What kind of "experimental stuff and complex systems" did you try that it excelled at?

Nothing. It had marginal gains. People just romanticize it cause it's gone.

Yes, I've just come to the end of implementing all the planning I did while Fable was available. And nothing now comes close to creating plans that could be coded and just worked like it did.

On a large C codebase, Claude hallucinates constantly, and GPT 5.5 gets there are with a lot of help, but still gets things wrong.

I'm reluctantly starting to feel grateful that I went camping right over the window that Fable was out.

Same.

Yeah, Opus/GPT need multiple rounds of reviews from each other to get to clean auto review. Fable was like, it is done and indeed… crickets in bot comments. ‘No issues’ galore.

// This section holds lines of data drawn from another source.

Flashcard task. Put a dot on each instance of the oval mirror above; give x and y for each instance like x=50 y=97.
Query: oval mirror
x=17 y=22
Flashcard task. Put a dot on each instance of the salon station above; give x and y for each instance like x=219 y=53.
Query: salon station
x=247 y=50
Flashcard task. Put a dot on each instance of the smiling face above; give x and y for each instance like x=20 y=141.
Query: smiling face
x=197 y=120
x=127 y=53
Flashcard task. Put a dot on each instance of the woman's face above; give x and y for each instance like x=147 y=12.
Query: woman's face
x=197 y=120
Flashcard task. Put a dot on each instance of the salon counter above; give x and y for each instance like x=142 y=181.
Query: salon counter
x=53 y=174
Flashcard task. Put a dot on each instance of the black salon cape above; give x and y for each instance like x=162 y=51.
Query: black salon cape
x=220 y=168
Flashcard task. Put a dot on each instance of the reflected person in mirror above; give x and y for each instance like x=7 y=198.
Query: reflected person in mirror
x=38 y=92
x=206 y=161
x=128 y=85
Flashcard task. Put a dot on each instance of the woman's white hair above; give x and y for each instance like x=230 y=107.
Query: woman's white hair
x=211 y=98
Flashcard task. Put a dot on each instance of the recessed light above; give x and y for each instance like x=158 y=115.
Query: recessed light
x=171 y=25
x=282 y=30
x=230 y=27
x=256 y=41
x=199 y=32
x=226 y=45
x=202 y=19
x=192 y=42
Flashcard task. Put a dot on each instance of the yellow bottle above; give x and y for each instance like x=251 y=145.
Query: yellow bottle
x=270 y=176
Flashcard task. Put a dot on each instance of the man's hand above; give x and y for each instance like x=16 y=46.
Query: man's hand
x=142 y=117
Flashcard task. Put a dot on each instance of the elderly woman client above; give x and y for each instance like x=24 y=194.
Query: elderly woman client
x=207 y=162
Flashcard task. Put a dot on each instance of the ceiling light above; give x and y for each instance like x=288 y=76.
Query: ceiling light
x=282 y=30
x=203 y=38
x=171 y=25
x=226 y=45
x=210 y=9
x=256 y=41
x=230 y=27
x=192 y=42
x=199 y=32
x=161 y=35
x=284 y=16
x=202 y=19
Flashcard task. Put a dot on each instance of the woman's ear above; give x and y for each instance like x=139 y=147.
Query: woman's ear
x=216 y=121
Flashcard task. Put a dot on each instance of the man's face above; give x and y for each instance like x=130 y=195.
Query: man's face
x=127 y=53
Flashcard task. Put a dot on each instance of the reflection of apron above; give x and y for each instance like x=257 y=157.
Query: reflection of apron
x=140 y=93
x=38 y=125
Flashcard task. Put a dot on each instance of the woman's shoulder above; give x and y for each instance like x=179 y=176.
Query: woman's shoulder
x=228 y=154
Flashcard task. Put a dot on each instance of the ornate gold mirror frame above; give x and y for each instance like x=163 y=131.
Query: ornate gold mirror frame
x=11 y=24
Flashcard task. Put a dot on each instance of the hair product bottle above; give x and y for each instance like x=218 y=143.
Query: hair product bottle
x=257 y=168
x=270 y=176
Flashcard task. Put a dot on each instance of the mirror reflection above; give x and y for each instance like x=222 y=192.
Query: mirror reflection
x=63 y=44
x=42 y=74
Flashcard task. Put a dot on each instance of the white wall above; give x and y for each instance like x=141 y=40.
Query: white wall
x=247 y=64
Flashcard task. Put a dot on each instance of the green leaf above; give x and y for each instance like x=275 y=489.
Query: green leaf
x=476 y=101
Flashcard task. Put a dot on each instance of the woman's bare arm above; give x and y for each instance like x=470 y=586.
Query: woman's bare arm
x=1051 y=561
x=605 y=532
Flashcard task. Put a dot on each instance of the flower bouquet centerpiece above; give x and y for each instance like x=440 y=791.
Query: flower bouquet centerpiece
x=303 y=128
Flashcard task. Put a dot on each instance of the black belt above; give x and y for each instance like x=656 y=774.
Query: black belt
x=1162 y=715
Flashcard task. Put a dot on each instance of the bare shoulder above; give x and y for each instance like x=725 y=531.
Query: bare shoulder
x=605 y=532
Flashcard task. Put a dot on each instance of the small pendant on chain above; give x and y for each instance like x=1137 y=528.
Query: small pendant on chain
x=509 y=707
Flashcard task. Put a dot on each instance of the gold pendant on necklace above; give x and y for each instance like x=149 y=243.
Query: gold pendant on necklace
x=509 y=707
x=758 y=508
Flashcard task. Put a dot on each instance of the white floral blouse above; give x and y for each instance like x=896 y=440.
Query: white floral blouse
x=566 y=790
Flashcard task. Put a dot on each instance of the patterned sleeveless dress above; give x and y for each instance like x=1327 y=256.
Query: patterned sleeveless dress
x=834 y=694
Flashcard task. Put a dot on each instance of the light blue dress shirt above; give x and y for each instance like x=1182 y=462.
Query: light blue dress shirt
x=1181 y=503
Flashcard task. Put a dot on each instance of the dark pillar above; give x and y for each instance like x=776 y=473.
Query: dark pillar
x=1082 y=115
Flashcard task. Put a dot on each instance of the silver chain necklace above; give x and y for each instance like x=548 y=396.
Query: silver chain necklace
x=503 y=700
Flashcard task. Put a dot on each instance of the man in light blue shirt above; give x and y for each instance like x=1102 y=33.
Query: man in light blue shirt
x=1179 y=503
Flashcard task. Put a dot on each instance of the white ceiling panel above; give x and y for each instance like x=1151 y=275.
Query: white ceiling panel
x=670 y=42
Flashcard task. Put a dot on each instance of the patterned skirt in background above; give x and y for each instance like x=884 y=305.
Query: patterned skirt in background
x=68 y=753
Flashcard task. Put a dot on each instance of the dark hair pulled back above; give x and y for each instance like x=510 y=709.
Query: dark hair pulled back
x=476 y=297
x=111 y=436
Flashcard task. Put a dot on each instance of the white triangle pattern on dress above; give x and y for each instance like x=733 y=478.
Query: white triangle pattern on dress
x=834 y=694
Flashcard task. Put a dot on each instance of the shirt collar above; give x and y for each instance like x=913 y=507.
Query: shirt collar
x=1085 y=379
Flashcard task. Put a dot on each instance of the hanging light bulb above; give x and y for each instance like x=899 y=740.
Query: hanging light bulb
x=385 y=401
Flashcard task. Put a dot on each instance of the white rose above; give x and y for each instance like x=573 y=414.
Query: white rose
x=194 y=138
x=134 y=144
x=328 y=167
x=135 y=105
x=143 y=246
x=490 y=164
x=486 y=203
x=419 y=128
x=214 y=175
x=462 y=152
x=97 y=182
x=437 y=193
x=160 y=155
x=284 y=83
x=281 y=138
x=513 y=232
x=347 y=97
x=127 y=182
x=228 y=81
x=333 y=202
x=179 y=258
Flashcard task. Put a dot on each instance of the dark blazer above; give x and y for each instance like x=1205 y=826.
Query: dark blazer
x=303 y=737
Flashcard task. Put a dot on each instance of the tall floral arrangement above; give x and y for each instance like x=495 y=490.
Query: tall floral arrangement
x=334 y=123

I wonder if this will hold as other models with different biases achieve parity.

GPT-5.5 has been really hard to beat imho. I've spent $$$ on Opus, Deepseek v4 Pro and recently started to dogfood GLM-5.2 (which is not bad) but I cannot really trust any of them (almost blind) like I can trust GPT-5.5. It gives me tremendous confidence. I cannot say the same for any of the others I mentioned.

Ditto on GLM 5.2 + DeepSeek V4 Flash combo.

For most important work (complex, cross-domain inquiries etc.), I still rely on Codex GPT 5.5 though.

How are you running glm and deepseek? Local or hosted? If the latter, where do you run it?

OpenCode has a $10/mo sub that includes both of those

how much does your setup cost you? just curious

>> I am on the opposite camp. Open models are starting to perform better. GPT 5.5 keeps on messing things up.

I'm working in a 600k+ LoC codebase that has complex domain-specific logic and lots of moving parts. I find that Codex 5.5 is pretty good at surgical fixes, but does not go out of its way to explore and figure out what those surgical fixes might break. So I only use it to work on parts of the system that are pretty isolated from everything else so that risk of regression is small.

I'm trying not to be the "you're holding it wrong" guy, but ... have you just tried telling it to explore the codebase for things it might break?